Democratic leaders accused the opposing party of "trying to engineer election results the Republican Party cannot get in a map that does not pack minority voters."

Another Republican term for negotiation is that the maps not give one party a monopoly of power; the GOP says the Democrats' plans guarantee Democratic dominance.

The new impasse came hours after another one cleared up. A Senate committee on Thursday voted to advance the Democrats' second version of redistricting plans toward a Senate vote, and decided not to hear the Republicans' plan because the GOP was not releasing the census data in a readable format.

The census data in question reveals street names and other geographical information used to generate the map drawing. It is already available in the 194 pages of the Republicans' written redistricting bill, but in Census Bureau code indecipherable to the untrained eye. Democrats wanted the data translated into a format that could be manipulated on a public "workstation" computer in the legislative building in Carson City.

Republicans had said they only received one call - from a political group out of state - requesting the information. Nonpartisan legislative lawyers said the Republicans were not legally obligated to put the data on the public workstation.

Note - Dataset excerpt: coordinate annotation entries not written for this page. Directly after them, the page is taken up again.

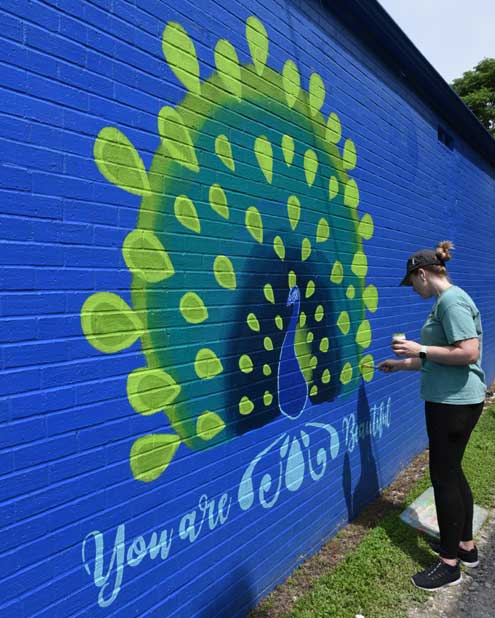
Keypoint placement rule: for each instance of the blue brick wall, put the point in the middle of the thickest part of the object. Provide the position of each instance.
(100, 518)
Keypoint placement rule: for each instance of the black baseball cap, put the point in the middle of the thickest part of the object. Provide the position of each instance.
(420, 259)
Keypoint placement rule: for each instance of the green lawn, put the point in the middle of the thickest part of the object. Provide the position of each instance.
(374, 579)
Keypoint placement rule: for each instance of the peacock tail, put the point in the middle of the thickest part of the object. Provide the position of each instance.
(248, 196)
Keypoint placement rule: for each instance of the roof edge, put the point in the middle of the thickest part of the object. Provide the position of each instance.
(370, 21)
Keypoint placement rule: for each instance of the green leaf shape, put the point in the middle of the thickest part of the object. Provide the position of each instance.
(349, 155)
(316, 93)
(351, 194)
(228, 67)
(151, 455)
(337, 274)
(120, 163)
(367, 368)
(151, 390)
(288, 148)
(366, 227)
(319, 313)
(146, 257)
(279, 247)
(363, 334)
(291, 81)
(268, 292)
(253, 322)
(254, 223)
(108, 323)
(346, 373)
(246, 406)
(207, 364)
(333, 187)
(344, 322)
(192, 308)
(245, 364)
(334, 129)
(310, 166)
(322, 230)
(302, 350)
(359, 264)
(224, 272)
(218, 201)
(176, 138)
(370, 298)
(264, 155)
(293, 211)
(305, 249)
(257, 39)
(209, 425)
(223, 150)
(180, 52)
(186, 213)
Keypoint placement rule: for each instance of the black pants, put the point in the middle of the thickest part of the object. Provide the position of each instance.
(449, 427)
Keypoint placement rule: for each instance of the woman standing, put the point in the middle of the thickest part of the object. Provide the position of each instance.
(452, 385)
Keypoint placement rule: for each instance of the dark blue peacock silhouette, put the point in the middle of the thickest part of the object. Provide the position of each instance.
(249, 291)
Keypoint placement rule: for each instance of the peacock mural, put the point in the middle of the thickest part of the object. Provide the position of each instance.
(249, 292)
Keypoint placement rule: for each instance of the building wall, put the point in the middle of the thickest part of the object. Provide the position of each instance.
(206, 211)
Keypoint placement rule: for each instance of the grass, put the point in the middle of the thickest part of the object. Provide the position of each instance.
(374, 579)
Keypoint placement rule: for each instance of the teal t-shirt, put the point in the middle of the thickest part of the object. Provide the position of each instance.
(454, 317)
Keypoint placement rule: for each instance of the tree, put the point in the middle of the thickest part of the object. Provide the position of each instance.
(477, 89)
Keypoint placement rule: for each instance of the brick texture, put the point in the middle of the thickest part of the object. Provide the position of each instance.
(206, 208)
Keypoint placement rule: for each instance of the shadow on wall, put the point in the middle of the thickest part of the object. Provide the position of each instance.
(367, 488)
(236, 599)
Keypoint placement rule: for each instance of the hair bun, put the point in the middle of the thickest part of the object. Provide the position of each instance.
(443, 250)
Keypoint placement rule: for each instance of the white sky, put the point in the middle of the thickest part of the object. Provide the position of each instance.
(453, 35)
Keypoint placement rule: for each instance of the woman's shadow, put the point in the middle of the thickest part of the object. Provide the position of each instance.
(366, 504)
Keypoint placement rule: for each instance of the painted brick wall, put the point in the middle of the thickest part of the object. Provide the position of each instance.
(194, 265)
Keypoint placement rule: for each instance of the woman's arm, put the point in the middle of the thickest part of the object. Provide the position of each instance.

The data became a bargaining chip, with Republicans saying they did not want to release it if Democrats fast-tracked their own plans through. The first set of Democratic maps was approved after some public hearings, then a rapid succession of committee meetings and floor sessions.

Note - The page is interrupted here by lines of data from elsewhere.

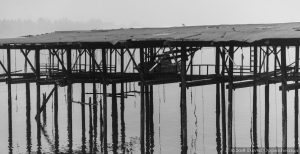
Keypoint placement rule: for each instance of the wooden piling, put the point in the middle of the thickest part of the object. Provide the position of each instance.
(142, 109)
(56, 137)
(296, 105)
(28, 117)
(223, 98)
(95, 118)
(114, 115)
(69, 99)
(83, 138)
(44, 111)
(90, 126)
(104, 100)
(267, 105)
(284, 98)
(38, 98)
(122, 105)
(183, 110)
(254, 112)
(147, 119)
(230, 92)
(95, 112)
(151, 119)
(9, 101)
(217, 71)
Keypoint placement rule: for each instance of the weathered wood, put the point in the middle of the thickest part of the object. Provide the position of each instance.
(56, 136)
(284, 98)
(296, 104)
(224, 135)
(69, 101)
(9, 101)
(114, 115)
(183, 110)
(254, 105)
(104, 101)
(267, 106)
(217, 71)
(142, 119)
(83, 138)
(230, 100)
(28, 118)
(45, 101)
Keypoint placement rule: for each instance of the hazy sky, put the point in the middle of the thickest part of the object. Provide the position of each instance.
(149, 13)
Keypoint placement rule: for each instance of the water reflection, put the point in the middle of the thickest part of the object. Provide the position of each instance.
(90, 145)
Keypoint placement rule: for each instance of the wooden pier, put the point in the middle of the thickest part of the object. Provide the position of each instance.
(152, 56)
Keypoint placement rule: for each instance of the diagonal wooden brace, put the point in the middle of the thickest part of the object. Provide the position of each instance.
(44, 103)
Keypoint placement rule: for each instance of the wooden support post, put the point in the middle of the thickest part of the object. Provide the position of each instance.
(151, 119)
(122, 105)
(284, 98)
(9, 101)
(95, 118)
(230, 101)
(183, 111)
(147, 110)
(142, 110)
(28, 117)
(69, 99)
(90, 125)
(38, 97)
(114, 115)
(44, 110)
(104, 100)
(56, 142)
(296, 105)
(83, 138)
(267, 106)
(217, 71)
(224, 135)
(254, 112)
(142, 119)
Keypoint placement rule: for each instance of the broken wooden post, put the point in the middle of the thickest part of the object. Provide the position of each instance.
(284, 98)
(183, 110)
(296, 105)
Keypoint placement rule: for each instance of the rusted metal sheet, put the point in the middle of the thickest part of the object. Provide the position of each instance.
(213, 33)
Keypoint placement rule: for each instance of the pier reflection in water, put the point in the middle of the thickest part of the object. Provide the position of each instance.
(80, 130)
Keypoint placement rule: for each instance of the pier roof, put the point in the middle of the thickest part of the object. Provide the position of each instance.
(248, 33)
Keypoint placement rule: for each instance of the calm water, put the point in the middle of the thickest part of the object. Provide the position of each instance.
(201, 120)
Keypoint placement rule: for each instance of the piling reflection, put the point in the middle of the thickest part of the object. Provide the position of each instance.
(28, 121)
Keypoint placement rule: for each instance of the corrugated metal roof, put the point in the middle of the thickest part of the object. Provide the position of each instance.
(216, 33)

Republican Gov. Brian Sandoval vetoed the Democrats' first plan last Saturday, calling it partisan gerrymandering and suggesting it would violate the Voter Rights Act by the way it distributed minorities. Democrats said the governor's veto itself was partisan.

Democrats said Friday they would only discuss the plans with Republicans if they came to the bargaining table without preconditions.

Redistricting happens every 10 years to account for shifts in population and is based on updated census data. Nevada is getting a new, fourth seat in the House of Representatives after rapid growth in the past decade.

Lawsuits have been filed in both state and federal court, arguing lawmakers are incapable of fairly redrawing voting boundaries.